# 1967 gto YS engine stamp real or restamp??



## 455monster (Jun 15, 2014)

hey guys 

back once again for your help. I'm looking to buy this gto 1967 but wanna confirm this engine has not been re stamped I don't wanna know why or how to give it away or anything but I'm suspicious because I'm always used to seeing engine stamps crooked or top heavy etc with my other cars any help would be great attached is a picture also


thanks in advance


----------



## 05GTO (Oct 6, 2004)

The letter code looks normal to me, starting in early 67 the engine unit number 488727 should also match the engine unit number listed on the PHS billing history.


----------



## 455monster (Jun 15, 2014)

thx randy yes phs doc matches


----------



## geeteeohguy (Feb 2, 2008)

Looks just like the YS stamped on my '67 block...and the block surface looks un-messed with. I'd call it good.


----------



## VA67GTO (Apr 26, 2014)

Where is this usually stamped? Back by the distributor?


----------



## pjw1967 (Mar 10, 2014)

VA67GTO said:


> Where is this usually stamped? Back by the distributor?

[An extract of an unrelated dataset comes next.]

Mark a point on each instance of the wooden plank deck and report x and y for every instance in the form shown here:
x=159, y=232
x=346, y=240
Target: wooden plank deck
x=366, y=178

On the front of the block just below the head on the pass side. (I think).


----------



## 05GTO (Oct 6, 2004)

VA67GTO said:


> Where is this usually stamped? Back by the distributor?


That would be the casting number for early 67 and in mid year 67 they moved the casting number just below the head on the back of the block behind the #8 cylinder on a small ledge. Some early 67s listed 6133 in place of the full casting number (9786133). The date code stayed next to the distributor.


----------



## 455monster (Jun 15, 2014)

thank you everyone for your help


----------